02 MAY 2008 – Can economic incentives improve health? The World Bank is funding an experiment in Tanzania to pay young people to avoid STDs: as long as they show up for tests with negative results they get cash payments. This builds on past experiments with conditional cash payments in poorer countries that have shown promising results in improving education, child nutrition and health. But paying people for safe sex moves into more controversial matters - many people hold strong moral intuitions that sex and health are values that mustn't be tainted by money.

In an editorial, the Financial Times wonders "Are the funders saying young Tanzanians cannot be trusted to do what is good for them without a bribe?" The answer from decision-making psychology is clear: no, people often fail to correctly recognize what will make them happy, and even when they do they often fail to act accordingly. We have many cognitive biases that make us both short-sighted and irrational. But in the case of paying for health, other biases (such as the tendency to go for monetary rewards regardless of the happiness outcome) may actually be quite helpful.
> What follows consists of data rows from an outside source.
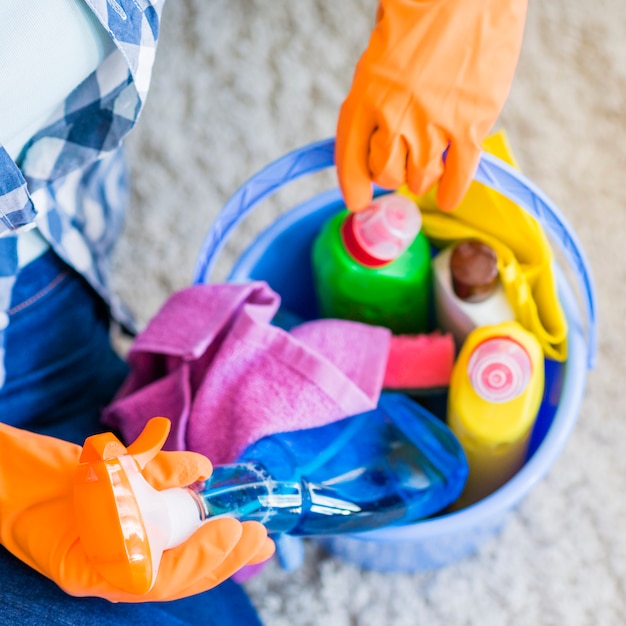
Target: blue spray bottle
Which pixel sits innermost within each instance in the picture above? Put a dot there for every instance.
(393, 465)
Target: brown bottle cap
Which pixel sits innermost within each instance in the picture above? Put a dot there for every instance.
(474, 270)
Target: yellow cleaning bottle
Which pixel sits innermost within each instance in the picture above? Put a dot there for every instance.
(495, 393)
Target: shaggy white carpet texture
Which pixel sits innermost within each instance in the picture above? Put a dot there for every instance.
(238, 83)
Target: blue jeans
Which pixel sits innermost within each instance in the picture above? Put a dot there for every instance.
(61, 370)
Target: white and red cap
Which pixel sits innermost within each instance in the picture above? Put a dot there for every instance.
(383, 231)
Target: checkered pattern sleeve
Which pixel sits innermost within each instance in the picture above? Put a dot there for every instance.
(69, 180)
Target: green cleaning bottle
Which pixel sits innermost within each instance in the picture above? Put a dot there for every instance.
(374, 266)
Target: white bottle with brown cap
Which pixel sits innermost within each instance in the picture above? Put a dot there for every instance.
(467, 289)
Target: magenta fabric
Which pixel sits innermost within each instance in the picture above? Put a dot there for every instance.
(213, 364)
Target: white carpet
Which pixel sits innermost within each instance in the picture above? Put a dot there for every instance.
(238, 83)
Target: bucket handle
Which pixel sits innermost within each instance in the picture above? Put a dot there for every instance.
(491, 171)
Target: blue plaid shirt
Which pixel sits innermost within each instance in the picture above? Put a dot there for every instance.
(70, 179)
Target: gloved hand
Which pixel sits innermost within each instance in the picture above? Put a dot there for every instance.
(434, 76)
(38, 523)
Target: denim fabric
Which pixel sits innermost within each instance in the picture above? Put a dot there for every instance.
(61, 371)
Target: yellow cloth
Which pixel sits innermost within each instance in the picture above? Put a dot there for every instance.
(525, 258)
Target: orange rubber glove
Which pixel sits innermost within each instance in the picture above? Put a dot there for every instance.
(38, 525)
(434, 76)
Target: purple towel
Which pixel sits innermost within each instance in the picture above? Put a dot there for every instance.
(213, 364)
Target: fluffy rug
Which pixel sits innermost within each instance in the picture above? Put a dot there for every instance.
(239, 83)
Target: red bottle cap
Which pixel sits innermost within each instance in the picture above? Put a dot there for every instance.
(382, 232)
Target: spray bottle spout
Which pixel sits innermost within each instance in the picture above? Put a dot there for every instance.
(123, 522)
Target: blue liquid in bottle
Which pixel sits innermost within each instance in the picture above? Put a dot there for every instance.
(395, 464)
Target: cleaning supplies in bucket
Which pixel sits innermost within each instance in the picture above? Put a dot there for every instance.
(495, 392)
(395, 464)
(467, 289)
(374, 266)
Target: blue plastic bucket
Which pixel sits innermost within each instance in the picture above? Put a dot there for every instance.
(281, 257)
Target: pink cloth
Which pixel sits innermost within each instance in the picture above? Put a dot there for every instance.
(213, 364)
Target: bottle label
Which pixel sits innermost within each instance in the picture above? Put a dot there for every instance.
(499, 370)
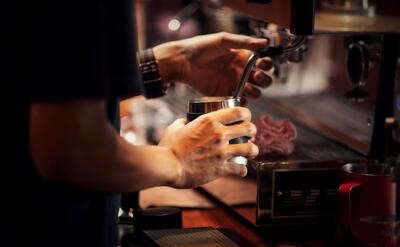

If there is anything economics has shown to be reliably true it is that people respond to incentives. Positive incentives are not coercive: they do not reduce the range of possible action and it is possible to choose to forego them. Creating positive incentives for good behaviour is likely to work much better than coercion or negative incentives, which seems to be the favoured approach across EU. There might be opportunity costs that make people feel bad about having to choose, but at least in this case the benefits of the program appear quite large compared to the possible regrets. One could argue that it commodifies something that should be left non-economic, but most anti-STD programs will either medicalize or moralize sexual behaviour. The biggest risk is that the program is implemented in a way that does not fit the local culture or (more likely) runs into western ideological opposition. After all, ideological and moral purity is often seen as more important than actual health outcomes - especially in other people.